Automated Product Imports

Challenge

APEX Tools uses the Stibo Product Information Management (PIM) system to keep track of product data, images, and categorization. This data needs to be displayed on their websites across multiple brands and regions, each with its own set of data.

We had multiple challenges to solve for:

  1. We needed a way to import the PIM data into Drupal for display on the websites.

  2. The PIM contains data on active and inactive products and products across multiple markets where the product may not be available. We needed filtering.

  3. The PIM can export an XML file of the entire PIM, or a delta of changes between timeframes. But it is not exposed through an API that the websites can access.

  4. Images are stored on a separate sFTP server instead of a standard image server.

Solution

  1. Our solution was to use the Drupal Migrate module to build custom migrations for each brand and regional website. The Drupal Migrate module provides the skeleton for importing content from XML. The migration is run twice per day (per site) via a separate command line process to isolate it from interfering with the website display. Migrate module provides functionality to update content without overwriting old data. We can also use Migrate to update subsets of data from a delta XML without overwriting older data.

  2. Each site within the Drupal multisite has its own custom migration configuration that allows us to filter each site per rules. We have a common framework for importing, but different rulesets on what to bring in.

  3. The PIM exports a delta file that is uploaded to an FTP server via a custom process built by APEX Tools engineers every 12 hours. Our migration process begins by checking for new files loaded to the FTP server and pulling them in. Migrations are run on any files pulled from the FTP that has yet to be migrated.

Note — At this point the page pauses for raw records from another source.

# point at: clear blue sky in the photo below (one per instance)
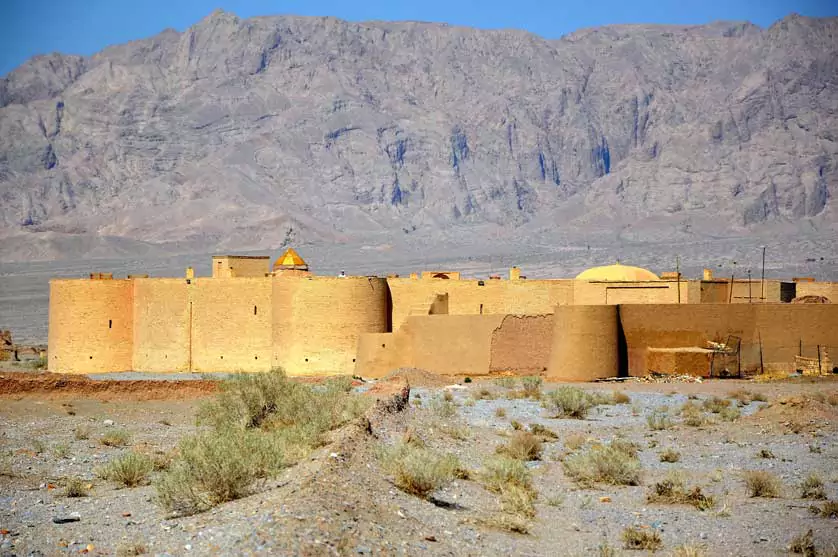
(29, 27)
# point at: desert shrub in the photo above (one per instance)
(215, 467)
(115, 438)
(545, 433)
(630, 448)
(812, 488)
(131, 549)
(569, 402)
(500, 472)
(729, 414)
(687, 550)
(637, 538)
(130, 469)
(604, 464)
(804, 544)
(531, 386)
(658, 420)
(619, 397)
(673, 490)
(715, 404)
(669, 455)
(506, 382)
(523, 445)
(761, 483)
(692, 415)
(575, 440)
(75, 487)
(417, 470)
(482, 394)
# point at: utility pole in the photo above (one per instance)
(762, 292)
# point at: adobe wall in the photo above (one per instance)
(90, 325)
(453, 344)
(778, 328)
(584, 343)
(161, 325)
(613, 293)
(318, 321)
(467, 297)
(827, 289)
(522, 344)
(227, 334)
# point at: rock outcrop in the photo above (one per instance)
(246, 134)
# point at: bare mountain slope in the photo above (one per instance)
(244, 134)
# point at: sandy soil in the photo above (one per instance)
(341, 501)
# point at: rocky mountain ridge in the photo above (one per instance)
(245, 134)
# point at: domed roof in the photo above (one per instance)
(617, 273)
(290, 260)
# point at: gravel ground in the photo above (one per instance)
(341, 502)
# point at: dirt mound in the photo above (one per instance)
(56, 385)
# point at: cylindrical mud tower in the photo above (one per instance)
(317, 321)
(585, 343)
(90, 325)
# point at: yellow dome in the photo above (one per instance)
(290, 260)
(617, 273)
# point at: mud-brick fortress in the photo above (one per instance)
(609, 321)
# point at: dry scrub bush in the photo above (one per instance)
(260, 423)
(75, 487)
(130, 469)
(658, 420)
(523, 445)
(115, 438)
(569, 402)
(417, 470)
(804, 544)
(761, 483)
(603, 464)
(670, 455)
(673, 491)
(812, 488)
(531, 386)
(545, 433)
(637, 538)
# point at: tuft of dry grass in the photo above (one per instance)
(130, 469)
(669, 455)
(545, 433)
(673, 490)
(762, 484)
(658, 420)
(812, 487)
(417, 470)
(76, 487)
(115, 438)
(569, 402)
(638, 538)
(804, 544)
(523, 445)
(603, 464)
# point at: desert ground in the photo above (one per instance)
(430, 465)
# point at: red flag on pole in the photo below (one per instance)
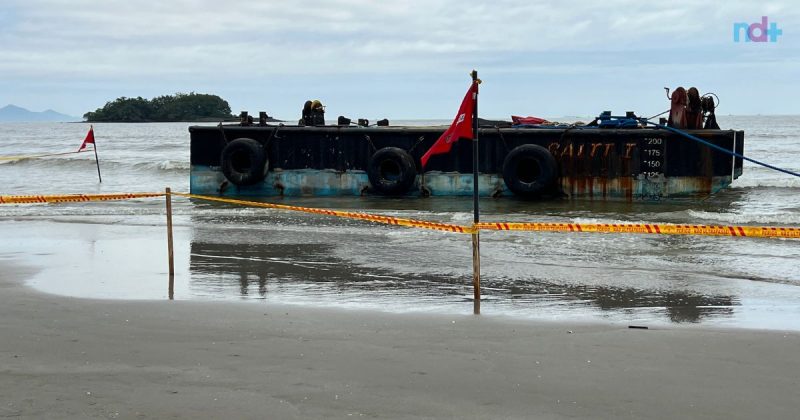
(461, 127)
(89, 138)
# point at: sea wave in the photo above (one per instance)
(786, 182)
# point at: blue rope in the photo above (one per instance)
(730, 152)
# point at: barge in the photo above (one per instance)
(614, 158)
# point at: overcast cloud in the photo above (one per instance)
(401, 59)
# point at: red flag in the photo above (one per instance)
(461, 127)
(89, 138)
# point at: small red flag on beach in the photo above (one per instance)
(461, 127)
(89, 138)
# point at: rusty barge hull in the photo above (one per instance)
(589, 163)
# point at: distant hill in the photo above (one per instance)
(13, 113)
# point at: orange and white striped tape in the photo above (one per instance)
(657, 229)
(71, 198)
(388, 220)
(662, 229)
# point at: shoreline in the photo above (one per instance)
(74, 358)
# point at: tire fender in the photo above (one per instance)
(530, 170)
(244, 161)
(391, 171)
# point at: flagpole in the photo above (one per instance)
(476, 252)
(96, 160)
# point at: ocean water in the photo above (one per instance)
(117, 250)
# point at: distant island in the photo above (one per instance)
(13, 113)
(180, 107)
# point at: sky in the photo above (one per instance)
(398, 59)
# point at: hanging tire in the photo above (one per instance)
(244, 161)
(530, 170)
(391, 171)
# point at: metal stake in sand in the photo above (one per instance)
(476, 241)
(170, 254)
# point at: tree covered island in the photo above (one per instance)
(168, 108)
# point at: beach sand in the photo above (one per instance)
(67, 357)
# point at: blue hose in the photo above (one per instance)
(730, 152)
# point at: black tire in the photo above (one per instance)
(244, 161)
(391, 171)
(530, 170)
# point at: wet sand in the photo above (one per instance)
(64, 357)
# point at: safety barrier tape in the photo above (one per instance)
(68, 198)
(36, 156)
(388, 220)
(657, 229)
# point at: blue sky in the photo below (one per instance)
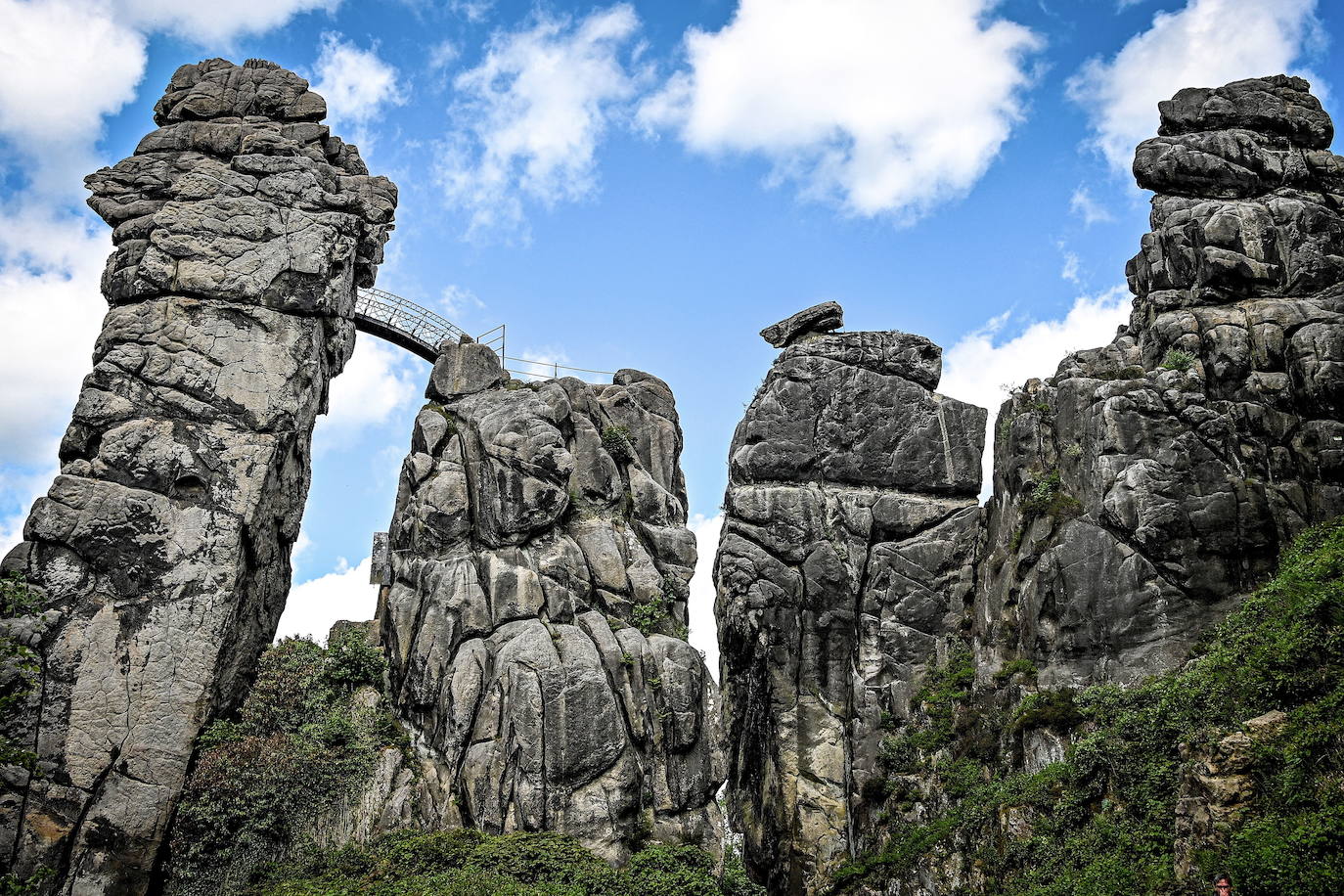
(640, 184)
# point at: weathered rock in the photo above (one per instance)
(535, 621)
(847, 554)
(1140, 493)
(819, 319)
(241, 230)
(1149, 484)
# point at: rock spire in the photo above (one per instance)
(243, 229)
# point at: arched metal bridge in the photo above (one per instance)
(420, 331)
(412, 327)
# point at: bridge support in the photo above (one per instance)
(161, 551)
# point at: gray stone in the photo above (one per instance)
(241, 231)
(819, 319)
(534, 525)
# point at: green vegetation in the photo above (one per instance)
(615, 441)
(470, 863)
(300, 744)
(19, 664)
(1102, 821)
(1179, 360)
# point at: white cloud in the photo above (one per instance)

  4. We implemented a third-party library called FlySystem for connecting to the FTP servers for both the data and images. This allows us to efficiently and easily access the secured content for use on the website.

Results

The client no longer has to manually update information on the website or use a long slow process to do full imports of content manually. Data is never out of sync for more than 12 hours. And the client has a reliable system for maintaining product data.